Fait prisonnier de guerre en 1940, Joseph Sanguedolce rentre en France en 1941 et sʼengage dans la Résistance. Arrêté en juin 1943, il est emprisonné à Lyon, puis à la centrale dʼEysses en décembre 1943. Suite à la révolte des prisonniers en février 1944, il est déporté au camp de Dachau en juin. Il est finalement transféré au Kommando dʼAllach.
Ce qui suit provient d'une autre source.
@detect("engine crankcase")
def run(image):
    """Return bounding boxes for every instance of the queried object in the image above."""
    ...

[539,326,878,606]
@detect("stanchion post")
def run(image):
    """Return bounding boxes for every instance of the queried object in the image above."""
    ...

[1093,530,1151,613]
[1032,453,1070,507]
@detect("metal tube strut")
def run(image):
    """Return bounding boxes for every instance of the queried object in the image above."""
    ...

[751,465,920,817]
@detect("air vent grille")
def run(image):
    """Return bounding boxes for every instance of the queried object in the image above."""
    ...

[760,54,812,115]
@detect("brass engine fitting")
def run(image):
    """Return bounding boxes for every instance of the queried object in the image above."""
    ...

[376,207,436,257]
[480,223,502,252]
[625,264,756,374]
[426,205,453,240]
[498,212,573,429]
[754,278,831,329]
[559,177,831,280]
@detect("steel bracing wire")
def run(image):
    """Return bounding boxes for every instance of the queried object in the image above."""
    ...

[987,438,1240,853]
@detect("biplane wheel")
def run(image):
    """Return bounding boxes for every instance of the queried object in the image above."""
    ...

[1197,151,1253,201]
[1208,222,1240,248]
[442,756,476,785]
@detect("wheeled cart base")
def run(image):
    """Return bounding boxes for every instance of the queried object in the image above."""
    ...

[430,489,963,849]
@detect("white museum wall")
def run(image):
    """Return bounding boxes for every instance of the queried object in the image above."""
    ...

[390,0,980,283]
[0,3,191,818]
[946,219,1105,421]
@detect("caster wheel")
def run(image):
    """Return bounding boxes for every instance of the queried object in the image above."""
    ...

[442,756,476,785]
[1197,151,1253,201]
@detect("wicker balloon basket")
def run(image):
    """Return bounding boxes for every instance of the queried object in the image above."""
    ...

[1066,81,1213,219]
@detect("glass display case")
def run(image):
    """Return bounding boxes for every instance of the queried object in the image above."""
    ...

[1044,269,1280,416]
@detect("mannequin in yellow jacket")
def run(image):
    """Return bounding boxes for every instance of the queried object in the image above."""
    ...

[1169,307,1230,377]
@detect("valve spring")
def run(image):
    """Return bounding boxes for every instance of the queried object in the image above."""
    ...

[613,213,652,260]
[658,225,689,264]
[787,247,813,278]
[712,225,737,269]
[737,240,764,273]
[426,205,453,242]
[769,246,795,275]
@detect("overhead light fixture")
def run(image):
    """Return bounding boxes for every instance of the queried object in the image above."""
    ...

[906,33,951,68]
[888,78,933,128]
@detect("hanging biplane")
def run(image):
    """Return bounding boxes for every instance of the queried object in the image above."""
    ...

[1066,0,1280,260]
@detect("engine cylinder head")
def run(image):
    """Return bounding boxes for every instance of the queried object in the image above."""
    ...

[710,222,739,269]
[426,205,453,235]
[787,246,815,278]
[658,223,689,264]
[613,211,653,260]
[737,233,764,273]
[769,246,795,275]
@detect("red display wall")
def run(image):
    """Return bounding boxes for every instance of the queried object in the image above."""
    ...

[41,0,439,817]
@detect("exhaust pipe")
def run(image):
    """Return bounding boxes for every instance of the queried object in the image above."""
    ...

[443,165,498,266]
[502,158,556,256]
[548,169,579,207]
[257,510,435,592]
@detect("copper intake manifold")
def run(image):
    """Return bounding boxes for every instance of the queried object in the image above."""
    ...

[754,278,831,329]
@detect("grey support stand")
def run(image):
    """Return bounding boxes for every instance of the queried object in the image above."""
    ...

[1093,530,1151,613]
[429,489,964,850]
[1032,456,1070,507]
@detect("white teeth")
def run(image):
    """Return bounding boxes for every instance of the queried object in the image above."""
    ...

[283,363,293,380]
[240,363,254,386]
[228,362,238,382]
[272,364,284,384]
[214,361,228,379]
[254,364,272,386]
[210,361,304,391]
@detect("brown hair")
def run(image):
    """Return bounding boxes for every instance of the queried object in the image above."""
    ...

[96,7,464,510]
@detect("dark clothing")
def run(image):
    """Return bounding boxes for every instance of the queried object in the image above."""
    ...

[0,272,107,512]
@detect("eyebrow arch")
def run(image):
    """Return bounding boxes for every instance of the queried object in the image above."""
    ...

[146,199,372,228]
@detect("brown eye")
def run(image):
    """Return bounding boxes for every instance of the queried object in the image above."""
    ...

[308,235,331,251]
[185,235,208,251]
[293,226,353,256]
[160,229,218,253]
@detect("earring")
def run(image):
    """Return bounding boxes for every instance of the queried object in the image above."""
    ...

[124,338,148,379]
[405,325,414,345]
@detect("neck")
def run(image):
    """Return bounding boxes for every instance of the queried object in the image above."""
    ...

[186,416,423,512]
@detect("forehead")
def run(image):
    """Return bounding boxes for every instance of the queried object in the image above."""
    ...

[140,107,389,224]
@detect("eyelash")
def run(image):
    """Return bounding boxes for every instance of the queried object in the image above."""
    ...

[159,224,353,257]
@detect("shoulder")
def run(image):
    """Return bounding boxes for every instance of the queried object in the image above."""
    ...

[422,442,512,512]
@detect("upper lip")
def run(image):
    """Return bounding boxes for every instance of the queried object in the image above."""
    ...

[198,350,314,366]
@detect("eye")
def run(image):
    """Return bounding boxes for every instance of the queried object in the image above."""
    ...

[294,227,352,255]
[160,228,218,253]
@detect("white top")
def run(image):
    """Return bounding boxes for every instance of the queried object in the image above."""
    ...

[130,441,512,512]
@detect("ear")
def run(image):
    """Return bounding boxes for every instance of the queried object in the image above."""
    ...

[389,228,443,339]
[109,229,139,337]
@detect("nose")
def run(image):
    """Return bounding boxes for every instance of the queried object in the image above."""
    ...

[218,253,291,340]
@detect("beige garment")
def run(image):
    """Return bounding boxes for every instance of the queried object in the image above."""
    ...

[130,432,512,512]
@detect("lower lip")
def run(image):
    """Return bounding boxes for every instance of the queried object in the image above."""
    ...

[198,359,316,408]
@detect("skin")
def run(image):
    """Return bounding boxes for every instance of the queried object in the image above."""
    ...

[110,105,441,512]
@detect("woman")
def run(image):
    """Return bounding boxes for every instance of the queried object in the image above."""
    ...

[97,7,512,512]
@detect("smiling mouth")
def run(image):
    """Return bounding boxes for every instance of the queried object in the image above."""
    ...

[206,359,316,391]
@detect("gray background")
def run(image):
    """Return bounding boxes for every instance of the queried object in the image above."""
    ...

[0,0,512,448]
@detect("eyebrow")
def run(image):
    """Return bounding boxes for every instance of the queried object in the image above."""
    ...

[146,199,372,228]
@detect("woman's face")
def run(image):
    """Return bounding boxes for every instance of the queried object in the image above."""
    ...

Chaque dimanche, nous organisons des divertissements pour entretenir le moral des camarades. Cette semaine, nous avons décidé de simuler un enterrement avec prêtre, chant et défilé. Dans l'après-midi, un camarade recouvert d'une couverture claire, fait le mort, il est étendu sur une civière portée par quatre autres. Un cortège se forme, précédé d'un détenu dont la parure lui donne l'aspect d'un prêtre. Avec une mine de circonstance, marchant au rythme d'un chant funèbre, en la circonstance Morpionibus tra-la-la-la-la, nous défilons dans tous les dortoirs.

Seuls les Français comprennent cette macabre plaisanterie, les Russes, les Italiens, les Polonais, les Yougoslaves se lèvent à notre passage, se découvrent en faisant la haie, beaucoup se joignent au cortège et entonnent avec nous le Morpionibus, croyant participer à un véritable enterrement.

Lorsque la cérémonie est terminée, le camarade déguisé en prêtre fait un sermon en parodiant le latin, le mort se lève, nous salue.

Nous rions de bon cœur, le rire se généralise parmi tous les déportés qui comprennent qu'ils viennent d'être victimes d'une macabre plaisanterie.

Pendant près d'une heure, ces détenus qui avaient vu, sans émotion, des tas de cadavres dans d'autres Kommandos, ont été pris d'une grande pitié pour un de leur camarade qu'ils ne connaissaient pas, parce que ce cortège leur rappelle la vie de leur ville et de leur village. Jouer avec la mort, c'est une question d'accoutumance.

 

Extrait de Joseph Sanguedolce, La résistance à Dachau-Allach : contre la mort programmée,

Médiris Productions, 1998, pp. 168-169.